I’m having trouble understanding how I debug a cluster refusing to schedule on any more than 3 nodes for user pods. Its 3 all the time. At first i thought it was because i asked for 3 placeholders but asking for 5 didnt seem to help. Here are the relevent (i think…) parts of the config.yaml (this on us-east1-c), and I crested the user pool with

gcloud beta container node-pools create jhub-cpu-pool  --machine-type n1-standard-2  --num-nodes 1  --enable-autoscaling  --min-nodes 1  --max-nodes 34  --node-labels hub.jupyter.org/node-purpose=user  --node-taints hub.jupyter.org_dedicated=user:NoSchedule --zone us-east1-c --cluster univai-jhub
prePuller:
  continuous:
    enabled: true
scheduling:
  userScheduler:
    enabled: true
  podPriority:
    enabled: true
  userPlaceholder:
    enabled: true
    replicas: 5
  userPods:
    nodeAffinity:
      matchNodePurpose: require

singleuser:
  image:
    # Get the latest image tag at:
    # https://hub.docker.com/r/jupyter/datascience-notebook/tags/
    # Inspect the Dockerfile at:
    # https://github.com/jupyter/docker-stacks/tree/master/datascience-notebook/Dockerfile
    name: gcr.io/univai-jupyterhub/tensorflow_pytorch_cpu
    tag: ae6c90f96f5c025cc66317b27bac8722db7a4097
  defaultUrl: "/lab"
  storage:
    capacity: 4Gi
  memory:
    guarantee: 1G
    limit: 3.5G
  cpu:
    guarantee: 0.5
    limit: 2

Who ordered the number 3? Its quite peculiar. I thought it was CPU quotas but my quota for CPU(all zones) is 64!

Would appreciate any thoughts on how i might figure whats happening. The error message is

which makes perfect sense since 2 nodes belong to the non-user part of the cluster and wont be scheduled on. The other message seems to reflect the inability of user pods to be scheduled on more than 3 nodes…

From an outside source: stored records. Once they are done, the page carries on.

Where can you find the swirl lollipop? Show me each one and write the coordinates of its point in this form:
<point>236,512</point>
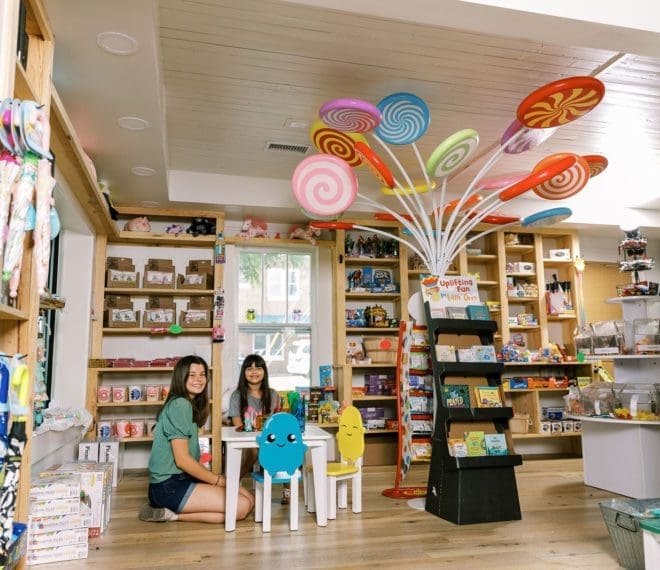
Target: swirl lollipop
<point>597,163</point>
<point>560,102</point>
<point>336,143</point>
<point>452,153</point>
<point>566,183</point>
<point>350,115</point>
<point>324,185</point>
<point>528,139</point>
<point>405,118</point>
<point>375,164</point>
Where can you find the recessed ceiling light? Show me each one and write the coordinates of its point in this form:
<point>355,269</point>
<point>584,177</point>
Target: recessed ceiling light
<point>117,43</point>
<point>132,123</point>
<point>143,171</point>
<point>296,123</point>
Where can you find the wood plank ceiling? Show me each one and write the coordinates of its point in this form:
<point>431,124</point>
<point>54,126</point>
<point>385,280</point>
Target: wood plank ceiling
<point>236,70</point>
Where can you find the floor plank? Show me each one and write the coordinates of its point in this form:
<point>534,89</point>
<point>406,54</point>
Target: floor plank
<point>562,527</point>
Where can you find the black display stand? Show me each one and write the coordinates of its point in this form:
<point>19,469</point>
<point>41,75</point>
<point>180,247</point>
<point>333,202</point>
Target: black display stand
<point>467,490</point>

EDIT: should add I have one more cluster running in the same GCP project, but its not occupying more than 4 nodes…

Also, how could I artificially add “fake” user pods to debug?

I would guess it’s a quota of some sort being hit. You can check cluster logs in the google cloud console or check the autoscaler status with:

kubectl get configmap -n kube-system cluster-autoscaler-status -o yaml

you can scale up the user-placeholders to trigger auto-scaling:

kubectl scale statefulset user-placeholder --replicas=10
1 Like

I tried to add 15! replicas (after trying 10). No move beyond 3 nodes in the use-pool.

Then i looked at quotas. Good on all except ip addresses. Could that be hurting me?

Here is the log output. I dont seem to see anything wacky on it, but the nodegroup finds only 3, whereas it is set to autoscale from 1 to 33…

You were absolutely right…it turned out that i did not have enough ip addresses in US-east in the quota, and then only 24 virtual cpus. And then it turns out i have 64 gpus in us-east but not a single one in all zones so I cant provison even a single gpu machine.

Its very non-intuitive, this GCP quota business. The failure was quite silent, i just couldnt autoscale.

Thanks also for the autoscaling advice. Its an incredible way to test!!